I 10 mesi che mi
hanno cambiato la vita,
Jordan Sonnenblick
Giunti 2013
NARRATIVA PER GRANDI (dagli 11 anni)
"Ragazzi, se
volete zittire all'istante un bel gruppo di adulti, evidentemente
'Mio fratello ha il cancro' è il segnale in codice giusto. Quelli
sono rimasti a fissarmi in silenzio per più di quindici minuti. Be'
forse è un po' esagerato, ma avete capito. Mentre cercavo di
soffiarmi il naso e asciugarmi gli occhi con quello schifo di
fazzolettino supersottile senza farli vomitare tutti, pensavo:
'Perché insistono tanto per tirarti fuori la verità, se poi non la
vogliono sentire?'"
Circondato
da tutti i suoi insegnanti, Steven Alper ha appena confessato qual è
la ragione del suo crollo improvviso nel rendimento scolastico.
Avere
tredici anni è un'impresa già di per sé: farsi accettare dagli
altri per quello che si è, rendersi 'visibile' alla ragazza che ti
piace da morire, riuscire ad uscire dalla mediocrità quando suoni la
batteria, riuscire a prendere la giusta distanza da mamma e papà,
sono tutti cimenti che questo ragazzino ha davanti a sé e a questo
percorso già piuttosto in 'salita' si aggiunge il grande problema:
la leucemia infantile che ha colpito Jeffrey, il suo fratellino di
appena cinque anni.
Questo
è il contesto: una famiglia quasi sul lastrico, un fratello senza
sistema immunitario, una madre disoccupata, un padre superoccupato,
la ragazza dei sogni offesa e un debito assicurato in matematica.
C'è
di che uscire pazzo, eppure Steven non perde mai la bussola.

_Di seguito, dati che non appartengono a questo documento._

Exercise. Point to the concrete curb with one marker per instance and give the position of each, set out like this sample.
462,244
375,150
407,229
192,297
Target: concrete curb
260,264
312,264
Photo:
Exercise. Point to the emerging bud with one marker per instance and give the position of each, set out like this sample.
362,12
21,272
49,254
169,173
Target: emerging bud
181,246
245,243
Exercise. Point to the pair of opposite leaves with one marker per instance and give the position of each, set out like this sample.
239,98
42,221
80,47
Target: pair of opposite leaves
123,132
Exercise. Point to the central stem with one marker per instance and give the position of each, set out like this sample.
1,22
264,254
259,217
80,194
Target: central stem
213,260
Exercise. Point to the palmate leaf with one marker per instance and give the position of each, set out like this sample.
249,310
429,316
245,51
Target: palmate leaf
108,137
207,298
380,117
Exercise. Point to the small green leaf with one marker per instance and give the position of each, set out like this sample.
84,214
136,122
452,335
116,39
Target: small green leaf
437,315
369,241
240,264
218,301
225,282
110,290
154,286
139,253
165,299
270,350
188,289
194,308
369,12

Lui
segue il suo istinto e applica un utile consiglio che tutti
dovrebbero tenere a mente: 'invece di tormentarti con le cose che non
puoi cambiare, perché non ti concentri sulle cose che puoi
cambiare?'.
In
tal modo Steven veleggia e mantiene la rotta verso la soluzione dei
problemi: è interlocutore ed esempio per suo padre che troppo spesso
si dimostra debole e incerto, è sostegno per sua madre nei momenti
di cedimento, è degno sostituto del pupazzo del fratello,
portafortuna e 'infusore' di coraggio, è esempio di maturità e
determinazione agli occhi della sua scuola, insegnanti e compagni.
Ma
soprattutto Steven è utile a se stesso. Sebbene sembri accorgersene
solo a cose fatte, in ogni occasione sa dare il meglio di sé e in
tal modo si avvia a passi da gigante verso il suo personalissimo
traguardo: diventare un uomo.
Una
riflessione che dovrebbe sempre accompagnarci: come è sottile la
linea di demarcazione tra la vita normale e il dramma. Ma se è così
sottile allora forse ci possono essere anche punti di tangenza e
permeabilità tra il prima e il dopo.
Sonnenblick,
già conosciuto in L'arte di sparare balle,
ci ha abituato alla risata. Ora resta da chiedersi in una storia del
genere come possa entrarci la risata. Che ci sarà poi da ridere,
vista la vicenda così drammatica? Eppure si ride. È una risata, è
quella risata che arriva nonostante tutto. Così come può capitare
di ridere a un funerale, o da un letto di ospedale...
Nella
risata c'è allora uno di quei punti di tangenza, di permeabilità.
È
facile in questo libro ritrovarsi spesso a sorridere, ma -e
soprattutto- ci si commuove per la tenerezza di certe situazioni.
Penso
alla costante 'trattativa' tra Steven e Dio: continue promesse in
cambio della guarigione per il fratello. 'Se non mangio più
ciambelle Jeffrey guarirà, se non gli do più pizzicotti Jeffrey
guarirà, se mi passo il filo interdentale tutte le sere Jeffrey
guarirà'.... Penso all'idea di raparsi a zero da parte di Steven e
poi della sua band per dichiarare al mondo da che parte abbiano
scelto di stare...
Insomma
commozione, sorrisi, risate e tanta autenticità nel racconto
piuttosto dettagliato e ben documentato di cosa sia il decorso di una
malattia seria come la leucemia. Un finale che cresce di pathos ad
ogni pagina e che tutto sommato rimane giustamente aperto. Molte
delle questioni sono in via di soluzione, ma i capelli di tutti
stanno ricrescendo, anche quelli di Jeffrey.
Carla
Noterella
al margine. Bambini e cancro: tema complesso che già in Oh
boy! ha trovato un esito
felicissimo nella rara prosa di Marie-Aude Murail (Giunti, 2011).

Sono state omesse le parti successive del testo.